Heightened security marked New Year's Eve celebrations in many major cities:

• Sydney, Australia, had a record police presence to deter possible terrorist attacks in the wake of the nightclub bombing in Bali, Indonesia, in October that killed 196 people, 88 of them Australians. Indonesia, meanwhile, deployed 200,000 police in its capital, Jakarta.

• Britain's Scotland Yard put its antiterrorist operatives on high alert and police closed off Trafalgar Square while advising partyers to avoid other central areas of London, Sky News reported.

• And in Malaysia, riot police joined patrol officers at key intersections of Kuala Lumpur, where 10 skydivers were to jump simultaneously from the Petronas Twin Towers, the world's tallest buildings, at midnight.

There can be no argument for a US-led military strike against Iraq before UN weapons inspectors present their findings Jan. 27, UN Secretary-General Kofi Annan told Israel's Army Radio.

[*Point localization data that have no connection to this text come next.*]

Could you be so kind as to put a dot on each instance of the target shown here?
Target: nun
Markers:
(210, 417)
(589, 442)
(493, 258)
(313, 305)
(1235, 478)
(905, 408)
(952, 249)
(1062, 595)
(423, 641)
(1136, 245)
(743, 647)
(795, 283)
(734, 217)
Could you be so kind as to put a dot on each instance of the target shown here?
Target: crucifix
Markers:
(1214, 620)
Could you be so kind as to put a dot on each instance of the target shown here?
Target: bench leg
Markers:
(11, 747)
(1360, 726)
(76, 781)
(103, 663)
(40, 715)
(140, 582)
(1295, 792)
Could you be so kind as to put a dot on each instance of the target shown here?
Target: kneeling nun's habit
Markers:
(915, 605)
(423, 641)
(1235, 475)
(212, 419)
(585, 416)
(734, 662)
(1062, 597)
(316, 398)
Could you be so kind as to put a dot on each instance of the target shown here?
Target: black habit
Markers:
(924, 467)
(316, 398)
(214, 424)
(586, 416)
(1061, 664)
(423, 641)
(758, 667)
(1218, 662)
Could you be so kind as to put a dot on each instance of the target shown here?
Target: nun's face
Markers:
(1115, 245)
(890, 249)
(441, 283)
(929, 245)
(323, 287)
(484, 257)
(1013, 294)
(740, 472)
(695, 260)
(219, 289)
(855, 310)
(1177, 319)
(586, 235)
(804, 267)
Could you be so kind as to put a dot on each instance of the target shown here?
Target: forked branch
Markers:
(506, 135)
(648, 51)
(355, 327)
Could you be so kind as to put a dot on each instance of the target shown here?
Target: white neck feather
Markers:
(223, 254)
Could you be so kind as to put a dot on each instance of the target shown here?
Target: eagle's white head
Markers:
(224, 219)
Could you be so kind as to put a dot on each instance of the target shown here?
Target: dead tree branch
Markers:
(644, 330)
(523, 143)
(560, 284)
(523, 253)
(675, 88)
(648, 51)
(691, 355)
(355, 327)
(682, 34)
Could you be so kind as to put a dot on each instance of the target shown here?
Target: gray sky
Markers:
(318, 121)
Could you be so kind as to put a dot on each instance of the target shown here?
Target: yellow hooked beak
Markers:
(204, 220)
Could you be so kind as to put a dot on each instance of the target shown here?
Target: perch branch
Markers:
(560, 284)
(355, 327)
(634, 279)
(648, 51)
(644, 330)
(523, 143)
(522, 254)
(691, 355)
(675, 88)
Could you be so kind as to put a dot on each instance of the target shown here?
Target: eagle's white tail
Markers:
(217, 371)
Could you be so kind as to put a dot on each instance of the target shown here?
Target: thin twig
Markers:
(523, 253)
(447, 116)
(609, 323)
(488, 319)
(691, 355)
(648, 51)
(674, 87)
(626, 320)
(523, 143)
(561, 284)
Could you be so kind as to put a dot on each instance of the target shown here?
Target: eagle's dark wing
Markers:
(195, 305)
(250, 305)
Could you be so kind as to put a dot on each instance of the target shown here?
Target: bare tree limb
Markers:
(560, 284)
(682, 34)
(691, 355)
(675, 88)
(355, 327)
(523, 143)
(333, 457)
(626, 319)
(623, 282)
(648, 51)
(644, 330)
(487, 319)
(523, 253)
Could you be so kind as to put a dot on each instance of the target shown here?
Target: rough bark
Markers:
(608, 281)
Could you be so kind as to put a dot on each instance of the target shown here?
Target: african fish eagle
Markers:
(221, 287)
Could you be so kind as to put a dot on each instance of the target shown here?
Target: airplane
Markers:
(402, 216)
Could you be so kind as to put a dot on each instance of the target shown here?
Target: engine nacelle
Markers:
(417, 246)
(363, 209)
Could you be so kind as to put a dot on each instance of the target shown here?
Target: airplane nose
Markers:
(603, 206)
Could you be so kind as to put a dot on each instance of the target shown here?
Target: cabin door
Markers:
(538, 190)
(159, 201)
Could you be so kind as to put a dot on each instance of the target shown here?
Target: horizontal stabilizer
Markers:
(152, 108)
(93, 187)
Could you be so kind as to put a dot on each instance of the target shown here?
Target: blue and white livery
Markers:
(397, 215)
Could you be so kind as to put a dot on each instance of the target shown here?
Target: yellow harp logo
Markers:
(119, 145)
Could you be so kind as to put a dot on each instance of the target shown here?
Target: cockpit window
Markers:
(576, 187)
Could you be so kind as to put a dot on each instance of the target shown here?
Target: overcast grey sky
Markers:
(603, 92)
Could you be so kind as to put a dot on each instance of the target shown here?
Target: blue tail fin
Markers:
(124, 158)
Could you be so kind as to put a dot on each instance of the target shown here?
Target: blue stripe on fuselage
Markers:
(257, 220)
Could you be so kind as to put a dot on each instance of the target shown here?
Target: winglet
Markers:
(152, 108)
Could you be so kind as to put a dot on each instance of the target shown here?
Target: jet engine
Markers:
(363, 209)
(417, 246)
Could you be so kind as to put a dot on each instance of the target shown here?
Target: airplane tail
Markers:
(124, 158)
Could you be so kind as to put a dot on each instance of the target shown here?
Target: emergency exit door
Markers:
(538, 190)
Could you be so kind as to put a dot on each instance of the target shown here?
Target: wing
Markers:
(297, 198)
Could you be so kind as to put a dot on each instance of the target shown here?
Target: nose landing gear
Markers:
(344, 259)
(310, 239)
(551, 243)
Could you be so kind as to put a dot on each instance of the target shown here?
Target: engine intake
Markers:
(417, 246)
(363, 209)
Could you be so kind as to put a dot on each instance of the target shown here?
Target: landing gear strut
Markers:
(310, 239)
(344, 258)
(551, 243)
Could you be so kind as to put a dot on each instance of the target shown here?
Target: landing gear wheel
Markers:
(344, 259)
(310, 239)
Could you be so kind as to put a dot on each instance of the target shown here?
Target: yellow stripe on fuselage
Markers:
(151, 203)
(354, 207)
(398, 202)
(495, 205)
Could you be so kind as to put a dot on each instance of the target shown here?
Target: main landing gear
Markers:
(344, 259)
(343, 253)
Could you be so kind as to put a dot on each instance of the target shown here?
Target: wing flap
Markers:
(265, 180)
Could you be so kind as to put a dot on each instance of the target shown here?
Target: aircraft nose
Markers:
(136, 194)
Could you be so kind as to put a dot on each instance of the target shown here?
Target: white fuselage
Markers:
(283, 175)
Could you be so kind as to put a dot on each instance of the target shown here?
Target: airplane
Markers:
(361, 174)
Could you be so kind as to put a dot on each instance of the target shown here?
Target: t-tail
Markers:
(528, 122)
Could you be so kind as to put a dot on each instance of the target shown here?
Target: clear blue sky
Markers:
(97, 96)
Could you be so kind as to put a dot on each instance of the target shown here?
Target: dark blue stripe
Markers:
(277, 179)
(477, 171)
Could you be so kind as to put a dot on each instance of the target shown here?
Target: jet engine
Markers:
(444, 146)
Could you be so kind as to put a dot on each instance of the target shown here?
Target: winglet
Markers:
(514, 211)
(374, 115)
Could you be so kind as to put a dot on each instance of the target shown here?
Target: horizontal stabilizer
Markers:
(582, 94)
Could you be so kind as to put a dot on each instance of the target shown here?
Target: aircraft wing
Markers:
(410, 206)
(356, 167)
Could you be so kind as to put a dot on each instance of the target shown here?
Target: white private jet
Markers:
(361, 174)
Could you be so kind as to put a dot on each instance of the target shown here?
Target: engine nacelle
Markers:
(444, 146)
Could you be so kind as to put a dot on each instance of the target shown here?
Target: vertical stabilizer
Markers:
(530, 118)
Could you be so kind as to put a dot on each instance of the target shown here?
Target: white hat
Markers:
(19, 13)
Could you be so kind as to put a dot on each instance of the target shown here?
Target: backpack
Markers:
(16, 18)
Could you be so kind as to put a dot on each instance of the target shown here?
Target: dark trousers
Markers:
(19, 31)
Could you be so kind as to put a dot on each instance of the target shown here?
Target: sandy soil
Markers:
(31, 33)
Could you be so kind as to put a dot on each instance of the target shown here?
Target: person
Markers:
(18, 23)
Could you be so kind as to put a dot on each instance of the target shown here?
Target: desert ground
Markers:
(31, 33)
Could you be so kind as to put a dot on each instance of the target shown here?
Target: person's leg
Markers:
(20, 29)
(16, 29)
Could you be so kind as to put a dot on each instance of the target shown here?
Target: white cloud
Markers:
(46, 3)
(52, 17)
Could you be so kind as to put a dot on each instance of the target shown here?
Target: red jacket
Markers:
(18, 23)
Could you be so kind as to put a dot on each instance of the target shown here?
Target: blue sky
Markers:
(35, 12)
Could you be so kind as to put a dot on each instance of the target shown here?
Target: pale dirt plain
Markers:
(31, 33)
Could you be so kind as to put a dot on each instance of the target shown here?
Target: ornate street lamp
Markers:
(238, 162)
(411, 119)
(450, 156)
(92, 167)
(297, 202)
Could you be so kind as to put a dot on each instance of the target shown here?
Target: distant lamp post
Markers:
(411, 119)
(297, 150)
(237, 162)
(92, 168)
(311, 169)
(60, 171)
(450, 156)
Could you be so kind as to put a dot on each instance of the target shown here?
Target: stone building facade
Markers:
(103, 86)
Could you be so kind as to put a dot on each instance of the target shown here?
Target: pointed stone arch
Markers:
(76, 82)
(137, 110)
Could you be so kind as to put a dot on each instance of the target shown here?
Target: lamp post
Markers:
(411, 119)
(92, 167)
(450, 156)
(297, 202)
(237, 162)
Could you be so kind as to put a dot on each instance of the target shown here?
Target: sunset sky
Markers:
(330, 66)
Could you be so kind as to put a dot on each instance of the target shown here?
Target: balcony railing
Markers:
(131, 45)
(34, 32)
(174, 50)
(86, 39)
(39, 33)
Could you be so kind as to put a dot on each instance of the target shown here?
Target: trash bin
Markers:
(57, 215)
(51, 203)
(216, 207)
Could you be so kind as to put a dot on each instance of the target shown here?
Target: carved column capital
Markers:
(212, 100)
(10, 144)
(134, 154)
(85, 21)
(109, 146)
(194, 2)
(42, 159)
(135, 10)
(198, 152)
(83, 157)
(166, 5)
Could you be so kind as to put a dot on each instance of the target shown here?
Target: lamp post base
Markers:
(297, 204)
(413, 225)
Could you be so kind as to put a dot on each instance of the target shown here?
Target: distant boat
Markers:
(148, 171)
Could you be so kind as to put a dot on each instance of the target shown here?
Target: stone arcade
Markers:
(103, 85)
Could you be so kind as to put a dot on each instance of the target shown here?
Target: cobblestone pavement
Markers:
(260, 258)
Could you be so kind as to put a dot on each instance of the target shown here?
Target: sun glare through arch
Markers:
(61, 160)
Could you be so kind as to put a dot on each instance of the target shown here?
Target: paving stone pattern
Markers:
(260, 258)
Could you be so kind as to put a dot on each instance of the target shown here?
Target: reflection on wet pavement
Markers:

So far, Annan said, Baghdad is cooperating with Security Council demands. The inspectors visited at least eight sites Dec. 31, including a military base where army officers allegedly are trained in chemical warfare. Meanwhile, the Washington Times reported that US intelligence officials believe Iraq is hiding at least two weapons scientists in Saddam Hussein's presidential palaces. The paper said there are also signs that the military recently moved chemical and biological weapons materials to underground storage sites unknown to inspectors.

Hours after expelling two UN nuclear inspectors, North Korea accused the US of "stepping up preparations for a war" in a commentary in its main newspaper, and Pyongyang's ambassador to Moscow said his country can no longer fulfill its obligations under a nuclear nonproliferation treaty due to US threats. The inspectors had been monitoring a plant capable of producing plutonium for nuclear weapons, and are due to present a report on their findings Jan. 6.

An explosion in the southern Philippines left at least four people dead and 26 others injured, police and military officials said. The blast went off in the town of Tacurong on Mindanao island. It was the latest in a series of bombs in the past two weeks that have killed 30 people and injured dozens more in the region. Authorities blame the Moro Islamic Liberation Front, but the Muslim separatist group has denied responsibility.

Street protests against Venezuelan President Hugo Chávez could turn "at any given moment to a violent situation," labor leader Carlos Ortega warned Dec. 31, a day after clashes between Chávez supporters and opponents in several cities. The protests and accompanying strike by oil workers have cost the country more than $2 billion in the past month, Venezuela's oil minister said.

A Royal Australian Air Force plane was headed for three South Pacific islands hit by a massive storm. The government of the Solomon Islands, an 80-island chain, requested the flyover. It's been unable to contact the estimated 3,000 residents on Tikopia, Fataka, and Anuta since Cyclone Zoe swept through Sunday packing 200 m.p.h. winds.